Ich verstehe das total du suchst dich weiterzuentwickeln doch Superheldencomics bleiben dir vertraut und das ist auch okay. Du musst nicht sofort in eine andere Richtung wechseln.
Manche literarischen Comics treffen dich direkt mit Tiefe und du merkst wie dein Denken langsamer wird und trotzdem unsicherer bleibt.

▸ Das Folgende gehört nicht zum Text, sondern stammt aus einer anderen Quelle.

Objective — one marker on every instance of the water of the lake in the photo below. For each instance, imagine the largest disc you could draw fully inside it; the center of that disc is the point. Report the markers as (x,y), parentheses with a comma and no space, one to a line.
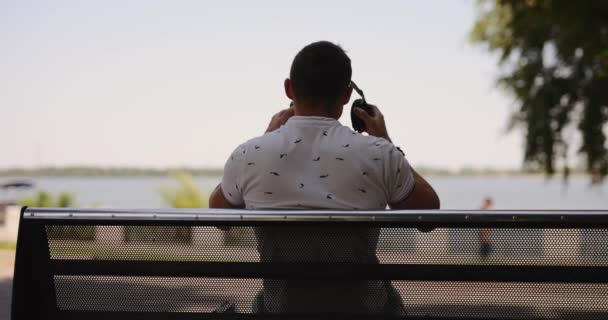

Vielleicht verstehst du Literatur ja anders und suchst gar nicht nach Tiefe sondern nach Stil oder Spannung und das ist auch eine gültige Lesart.
Ich denke der Weg ist hin zu einem breiteren Lesen und zum Konzept der Graphic Novel und dabei die Haltung gegenüber Helden zu verändern.
Was wenn du einfach mal bewusst drei Monate nur neue Genres liest ohne zu werten?
Vielleicht zweifelst du an der Fragestellung selbst und das ist gut so denn Zweifel sind der Anfang von neuen Lesesträngen.